This week, John and I were at the SUCCESS Partners CEO Summit in Laguna Beach, California. John was discussing his new book, Good Leaders Ask Great Questions. What a great book for leaders desiring to increase their influence! After sharing for 45 minutes, he went into a Q & A session. Some of my favorite times with John these days are in these sessions where John answers questions from the audience. When asked how he can answer questions with such depth and insight without preparation, he responds, “I have been preparing for these questions for 40+ years.”

I want to dedicate this post to the idea of making the transition from being the leader who asks questions to becoming the leader who answers questions. There are three things I have found to be consistent on the journey from seeking revelations to giving information to others.

Commit to Learning
You can’t give what you don’t have. Is garbage in, garbage out, a cliché or principle? I think it is more than a cliché. What you put in, is what is going to come out. I know people who can tell you the stats and players of a sports team, but they can’t tell you one leader that has significantly impacted the world with their leadership. What we fill our minds with, will be the information that enables us to be a resource later in life.

Process your Learning
It is one thing to read, learn or seek information. It only becomes relevant to you when you begin processing the meaning and application of that information into your life. John recently said, “Experience is NOT the best teacher. Evaluated experience is!” It is good to commit to learn and better to actually learn. Once you start evaluating what you’ve learned it can impact behavior and outcomes.

Apply your Learning
Applied learning is the great ROI (return on investment) for the time, money and energy invested in learning. When you apply the things you have discovered, you make the greatest impact on those around you. I love following a leader who learns something new and shares it with me. I am always inspired by them.

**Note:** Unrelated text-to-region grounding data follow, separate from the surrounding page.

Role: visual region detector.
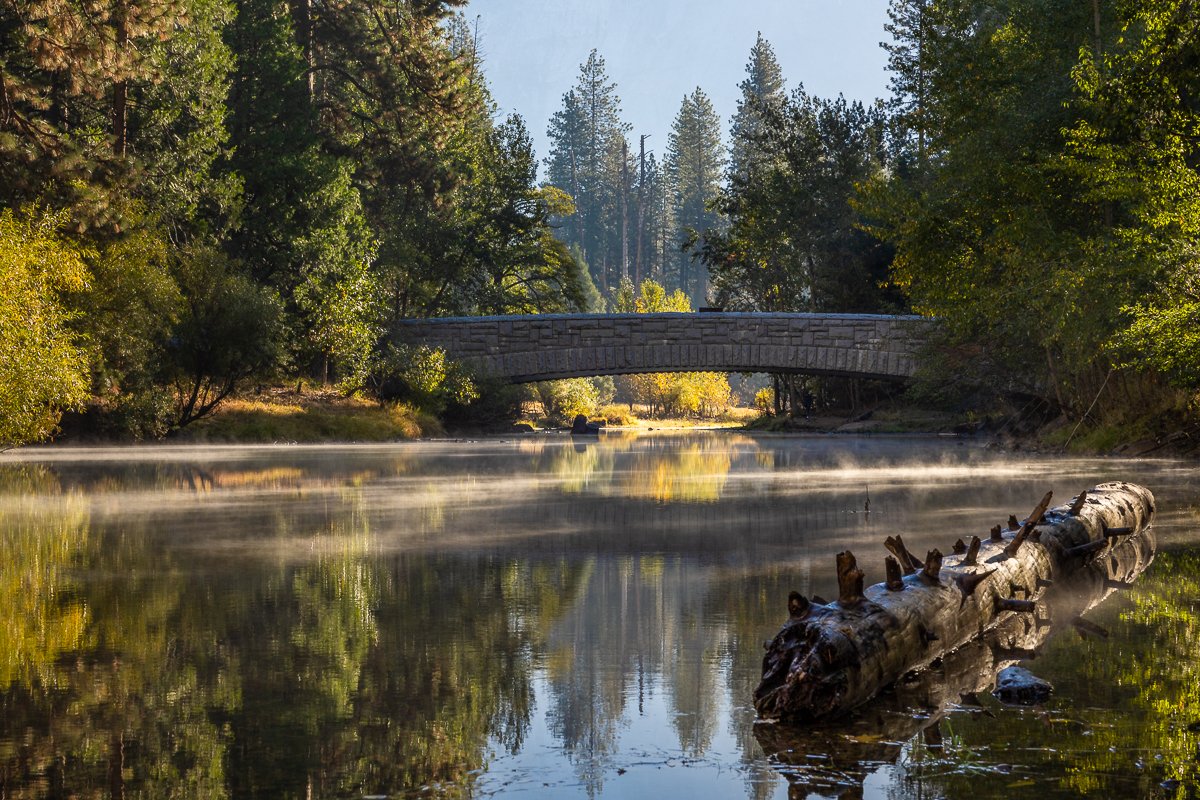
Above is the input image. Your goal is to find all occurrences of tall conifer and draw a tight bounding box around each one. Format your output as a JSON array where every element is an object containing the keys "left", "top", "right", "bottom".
[
  {"left": 666, "top": 88, "right": 724, "bottom": 306},
  {"left": 545, "top": 49, "right": 629, "bottom": 293},
  {"left": 729, "top": 33, "right": 786, "bottom": 183}
]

The greatest reward for mentoring someone is when they share the results they’ve achieved by applying what they’ve learned. This can happen weeks, months, or even years later. I want to learn from and pour into these people. They’re the type of team members I want on my team.

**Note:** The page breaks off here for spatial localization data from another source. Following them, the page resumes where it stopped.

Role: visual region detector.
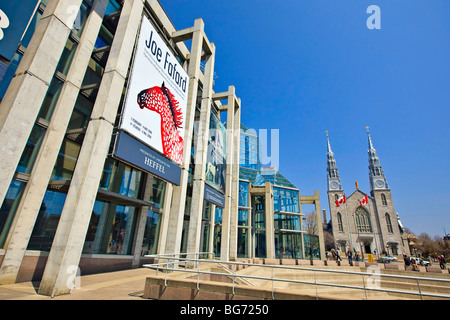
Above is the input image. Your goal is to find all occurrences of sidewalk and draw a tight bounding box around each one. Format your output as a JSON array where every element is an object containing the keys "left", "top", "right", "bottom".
[{"left": 0, "top": 268, "right": 152, "bottom": 300}]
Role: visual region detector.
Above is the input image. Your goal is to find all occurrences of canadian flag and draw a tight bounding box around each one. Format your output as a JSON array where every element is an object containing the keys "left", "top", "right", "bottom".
[
  {"left": 360, "top": 194, "right": 368, "bottom": 206},
  {"left": 335, "top": 194, "right": 346, "bottom": 207}
]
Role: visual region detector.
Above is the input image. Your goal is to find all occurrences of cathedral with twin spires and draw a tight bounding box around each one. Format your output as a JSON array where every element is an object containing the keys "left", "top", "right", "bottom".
[{"left": 326, "top": 128, "right": 410, "bottom": 258}]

One of the leaders at the CEO Summit asked me, “What is the greatest thing you have learned from John Maxwell?” My answer was his ability to connect instantly with any crowd, on any subject, in every culture. John demonstrates a depth of information that serves him well no matter his environment. I think this is because of many decades of applied learning. After answering that great question, I found myself reflecting and asking myself, “Am I applying what I am learning from John to my leadership abilities?”

Questions for you
What are you learning?
Are you processing those lessons?
How are you applying that knowledge?